Car la Charte de la langue française stipule que seuls ceux qui ont une connaissance de la langue officielle appropriée à l’exercice de leurs fonctions peuvent être membres d’un ordre professionnel québécois. Les candidats n’ayant pas étudié au moins trois ans en français doivent réussir les tests de l’Office québécois de la langue française. Paradoxalement, une fois sur le marché du travail, «la candidature de plusieurs est mise de côté parce qu’ils ne maîtrisent pas suffisamment l’anglais», observe Ahmed Sahboun.

De manière générale, les PFÉ ont plus de difficulté à décrocher un emploi que leurs confrères québécois. Sur les quelque 800 personnes accompagnées par le CITIM dans leurs démarches d’admission entre 2004 et 2010, 452 sont toujours membres de l’Ordre et à peine 160 travaillent dans leur domaine.

Pourtant, le Québec a besoin d’ingénieurs. «Les entreprises recrutent, mais lorsque nos candidats postulent, toutes sortes de raisons sont invoquées, raconte Ahmed Sahboun. Français pas maîtrisé, méconnaissance des normes, formation obtenue à l’étranger – même si la personne est membre de l’Ordre. Certaines excuses sont valables, d’autres, beaucoup moins.»
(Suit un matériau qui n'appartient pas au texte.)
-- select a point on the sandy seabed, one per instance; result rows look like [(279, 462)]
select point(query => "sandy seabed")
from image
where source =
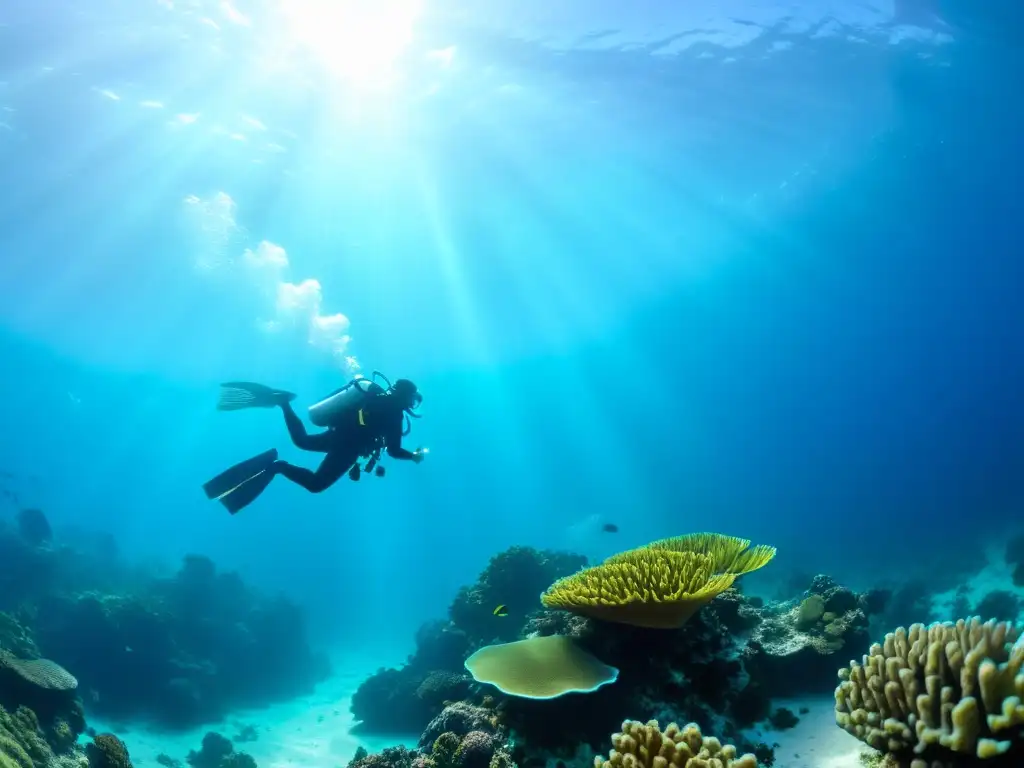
[(315, 732)]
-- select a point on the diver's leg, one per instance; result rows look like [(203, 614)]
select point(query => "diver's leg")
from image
[(335, 464)]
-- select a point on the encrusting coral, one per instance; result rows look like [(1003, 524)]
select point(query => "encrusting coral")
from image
[(39, 672), (935, 695), (107, 751), (646, 745)]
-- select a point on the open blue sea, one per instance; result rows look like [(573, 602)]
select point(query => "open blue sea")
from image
[(745, 266)]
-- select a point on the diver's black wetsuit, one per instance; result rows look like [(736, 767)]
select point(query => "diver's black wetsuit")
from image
[(343, 445)]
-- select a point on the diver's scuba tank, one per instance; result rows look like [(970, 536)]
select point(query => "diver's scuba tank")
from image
[(332, 410)]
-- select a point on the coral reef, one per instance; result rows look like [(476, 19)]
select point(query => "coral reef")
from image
[(660, 585), (720, 669), (540, 668), (647, 588), (646, 745), (177, 649), (107, 751), (407, 699), (218, 752), (181, 650), (944, 694), (514, 579), (796, 644)]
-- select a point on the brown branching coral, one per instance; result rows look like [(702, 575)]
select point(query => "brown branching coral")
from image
[(640, 745), (943, 694)]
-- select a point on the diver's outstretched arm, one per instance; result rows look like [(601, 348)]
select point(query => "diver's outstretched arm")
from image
[(302, 439)]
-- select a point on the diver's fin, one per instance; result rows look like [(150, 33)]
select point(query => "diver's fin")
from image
[(231, 478), (242, 496), (236, 395)]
Le taux de chômage des PFÉ membres de l’Ordre est de 6,5 %, comparativement à 2,5 % pour l’ensemble des membres. Selon Bernard Cyr, ce sont surtout les ingénieurs juniors formés à l’étranger qui peinent à entrer sur le marché du travail. Une fois leur permis d’ingénieur obtenu, les choses vont mieux. «Le taux d’emploi est semblable à celui des Québécois, affirme-t-il. Certains PFÉ bénéficient même d’un avantage lors de la recherche d’emploi puisqu’ils ont déjà plusieurs années d’expérience à l’étranger.»

Les PFÉ vont occuper de plus en plus de place au Québec, croit Stéphane Deguire, directeur, spécialisation ingénierie, chez Drakkar, une compagnie qui offre notamment des services de recrutement. «Pour l’instant, lorsque je présente un Yves et un Mohammad, les entreprises optent pour le Québécois. Mais avec la pénurie qui sévit dans le milieu du génie, les employeurs n’auront bientôt plus le choix.»

Fil d’arrivée

Une fois l’emploi obtenu, le PFÉ a une dernière étape à franchir : l’intégration à son nouveau milieu de travail. Certaines entreprises, dont la firme de génie-conseil Hatch, nomment un mentor pour accompagner les PFÉ pendant leurs premières semaines. «Le défi consiste essentiellement à assimiler les nouvelles méthodes de travail et à connaître les documents requis à chaque phase du projet, de l’étude de faisabilité à l’exécution», explique la directrice des ressources humaines de l’entreprise, Hélène Beaulieu.

Au final, beaucoup de persévérance est nécessaire, tant de la part de l’employeur que de l’employé. Un effort qui en vaut la peine, croit Angela Hartner. Elle et son conjoint ont finalement réussi leur examen professionnel en 2010. Tous deux sont désormais ingénieurs et occupent un emploi à temps plein. «On ne pourrait pas être plus satisfaits sur le plan professionnel.» Heureusement qu’ils n’ont pas abandonné.